An amateur historian of mass slaughter from medieval times to the twentieth century, Lemkin knew that genocide would continue to occur with “biological regularity.” Moreover, he knew from reviewing the recent past that if it were left to political leaders to decide how to respond, they would inevitably privilege their short-term interests over both the moral imperative of stopping genocide and the long-term consequences of ignoring it.
In 1948, largely on Lemkin’s prodding, the UN General Assembly unanimously passed the United Nations’ first-ever human rights treaty, the Genocide Convention, which required signatories “to undertake to prevent and punish” genocide. The Convention’s language was vague on precisely how the UN member states would meet their obligations, making no mention of military intervention and trusting that domestic prosecution of future “genocidists” would deter massacres. Still, the lively debates over ratification that occurred in national legislatures testified to the seriousness with which delegates believed they were committing their country’s resources and prestige to banning targeted slaughter.

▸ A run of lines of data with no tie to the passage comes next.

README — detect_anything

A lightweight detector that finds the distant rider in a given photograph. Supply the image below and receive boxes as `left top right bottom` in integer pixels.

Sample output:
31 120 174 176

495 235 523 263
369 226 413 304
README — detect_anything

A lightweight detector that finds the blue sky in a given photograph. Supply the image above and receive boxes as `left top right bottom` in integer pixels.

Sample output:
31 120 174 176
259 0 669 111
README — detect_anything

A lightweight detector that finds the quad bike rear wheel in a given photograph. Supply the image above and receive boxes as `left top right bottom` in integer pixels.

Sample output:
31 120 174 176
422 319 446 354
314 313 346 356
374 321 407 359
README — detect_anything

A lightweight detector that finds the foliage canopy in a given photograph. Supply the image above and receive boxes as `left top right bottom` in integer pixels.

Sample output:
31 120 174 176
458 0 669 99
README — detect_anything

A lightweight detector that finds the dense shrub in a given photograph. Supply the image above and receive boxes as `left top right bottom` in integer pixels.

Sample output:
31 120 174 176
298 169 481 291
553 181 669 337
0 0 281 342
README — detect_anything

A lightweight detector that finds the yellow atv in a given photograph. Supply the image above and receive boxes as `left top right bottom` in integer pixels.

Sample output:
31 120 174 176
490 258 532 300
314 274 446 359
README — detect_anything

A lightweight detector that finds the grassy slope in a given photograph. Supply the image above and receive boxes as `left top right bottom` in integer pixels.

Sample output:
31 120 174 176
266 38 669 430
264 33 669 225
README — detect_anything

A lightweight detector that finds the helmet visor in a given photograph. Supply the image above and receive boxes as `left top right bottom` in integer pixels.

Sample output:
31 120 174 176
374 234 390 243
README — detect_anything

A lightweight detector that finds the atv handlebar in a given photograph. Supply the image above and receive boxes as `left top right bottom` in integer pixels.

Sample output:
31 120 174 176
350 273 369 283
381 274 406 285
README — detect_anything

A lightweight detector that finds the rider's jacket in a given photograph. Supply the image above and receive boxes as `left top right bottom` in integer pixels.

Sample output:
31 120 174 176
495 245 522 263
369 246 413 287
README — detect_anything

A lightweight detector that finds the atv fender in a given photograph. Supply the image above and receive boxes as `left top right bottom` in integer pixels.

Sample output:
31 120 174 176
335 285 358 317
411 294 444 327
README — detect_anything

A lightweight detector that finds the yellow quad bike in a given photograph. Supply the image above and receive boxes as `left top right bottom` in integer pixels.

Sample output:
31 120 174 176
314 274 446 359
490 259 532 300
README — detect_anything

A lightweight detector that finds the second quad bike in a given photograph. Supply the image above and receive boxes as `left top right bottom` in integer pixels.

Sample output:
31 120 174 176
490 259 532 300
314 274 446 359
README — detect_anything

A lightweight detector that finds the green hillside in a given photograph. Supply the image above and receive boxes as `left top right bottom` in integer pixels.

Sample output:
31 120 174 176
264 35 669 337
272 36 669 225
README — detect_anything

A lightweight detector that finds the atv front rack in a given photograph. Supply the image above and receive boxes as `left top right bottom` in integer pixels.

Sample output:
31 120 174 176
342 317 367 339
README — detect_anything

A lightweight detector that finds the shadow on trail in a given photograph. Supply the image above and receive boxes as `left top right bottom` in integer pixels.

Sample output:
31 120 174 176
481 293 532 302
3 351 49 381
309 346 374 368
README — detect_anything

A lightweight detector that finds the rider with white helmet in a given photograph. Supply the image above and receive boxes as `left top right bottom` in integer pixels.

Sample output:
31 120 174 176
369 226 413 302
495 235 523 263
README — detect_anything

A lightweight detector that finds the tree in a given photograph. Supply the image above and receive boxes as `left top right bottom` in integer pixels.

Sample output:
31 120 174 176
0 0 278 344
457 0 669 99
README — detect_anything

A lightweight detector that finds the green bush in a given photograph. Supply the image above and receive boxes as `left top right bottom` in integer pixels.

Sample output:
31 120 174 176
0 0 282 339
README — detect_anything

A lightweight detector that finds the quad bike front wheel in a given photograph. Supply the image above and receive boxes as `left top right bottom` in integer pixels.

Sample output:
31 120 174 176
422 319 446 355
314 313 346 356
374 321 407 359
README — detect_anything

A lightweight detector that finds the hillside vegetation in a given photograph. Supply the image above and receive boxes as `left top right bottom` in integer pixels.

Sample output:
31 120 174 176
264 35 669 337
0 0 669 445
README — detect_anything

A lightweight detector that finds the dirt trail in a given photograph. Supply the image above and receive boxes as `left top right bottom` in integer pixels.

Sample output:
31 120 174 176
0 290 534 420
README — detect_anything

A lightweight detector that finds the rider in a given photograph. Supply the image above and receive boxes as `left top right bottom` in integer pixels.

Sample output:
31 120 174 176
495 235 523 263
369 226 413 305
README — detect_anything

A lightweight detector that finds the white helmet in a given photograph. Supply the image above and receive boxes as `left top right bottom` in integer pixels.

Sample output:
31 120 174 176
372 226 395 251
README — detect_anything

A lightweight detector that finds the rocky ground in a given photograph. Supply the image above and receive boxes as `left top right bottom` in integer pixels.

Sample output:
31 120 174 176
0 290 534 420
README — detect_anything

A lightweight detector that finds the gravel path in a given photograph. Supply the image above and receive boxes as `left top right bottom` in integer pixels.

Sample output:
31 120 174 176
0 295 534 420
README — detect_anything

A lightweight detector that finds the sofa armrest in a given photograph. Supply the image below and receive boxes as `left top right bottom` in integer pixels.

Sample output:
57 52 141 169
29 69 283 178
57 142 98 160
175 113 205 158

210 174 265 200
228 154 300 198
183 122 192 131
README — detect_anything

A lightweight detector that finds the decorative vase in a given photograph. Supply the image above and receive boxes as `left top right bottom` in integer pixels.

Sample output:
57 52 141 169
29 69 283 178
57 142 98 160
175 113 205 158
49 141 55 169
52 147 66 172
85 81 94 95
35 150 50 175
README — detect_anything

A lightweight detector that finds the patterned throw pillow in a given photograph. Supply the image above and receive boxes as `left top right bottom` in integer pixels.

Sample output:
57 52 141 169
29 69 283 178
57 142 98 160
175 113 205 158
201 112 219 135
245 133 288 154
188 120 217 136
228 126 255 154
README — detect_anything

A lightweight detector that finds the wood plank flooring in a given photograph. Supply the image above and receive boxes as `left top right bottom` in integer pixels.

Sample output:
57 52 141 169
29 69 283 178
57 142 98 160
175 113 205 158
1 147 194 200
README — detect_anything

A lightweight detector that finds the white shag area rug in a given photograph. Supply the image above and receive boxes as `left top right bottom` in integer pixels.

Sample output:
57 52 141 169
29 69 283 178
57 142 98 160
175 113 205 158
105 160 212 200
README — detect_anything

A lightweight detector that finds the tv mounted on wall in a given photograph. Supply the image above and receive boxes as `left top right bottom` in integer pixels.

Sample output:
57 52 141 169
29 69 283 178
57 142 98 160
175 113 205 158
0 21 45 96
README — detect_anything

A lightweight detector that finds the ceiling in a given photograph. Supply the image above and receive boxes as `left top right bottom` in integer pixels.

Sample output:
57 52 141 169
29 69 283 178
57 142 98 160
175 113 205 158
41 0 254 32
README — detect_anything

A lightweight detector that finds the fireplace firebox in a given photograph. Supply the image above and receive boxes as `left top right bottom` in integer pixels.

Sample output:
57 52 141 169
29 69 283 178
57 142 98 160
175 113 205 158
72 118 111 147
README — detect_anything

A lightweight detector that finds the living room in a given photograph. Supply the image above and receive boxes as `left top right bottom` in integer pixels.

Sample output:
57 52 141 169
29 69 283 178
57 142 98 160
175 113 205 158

More than a half century has passed since the Genocide Convention came into effect, and genocide has proceeded virtually unabated. Press coverage of the atrocities has generated outrage, but it has generally been insufficient to prompt Western action. As the 1990s showed, particularly in the reactions of the United States and Europe to carnage in Yugoslavia and Rwanda (the scene, in 1994, of the fastest and most efficient genocidal campaign of the twentieth century), Western countries replicated the pattern established in their earlier responses to the rise and domination of Hitler—long after they had supposedly internalized the “lessons of the Holocaust.”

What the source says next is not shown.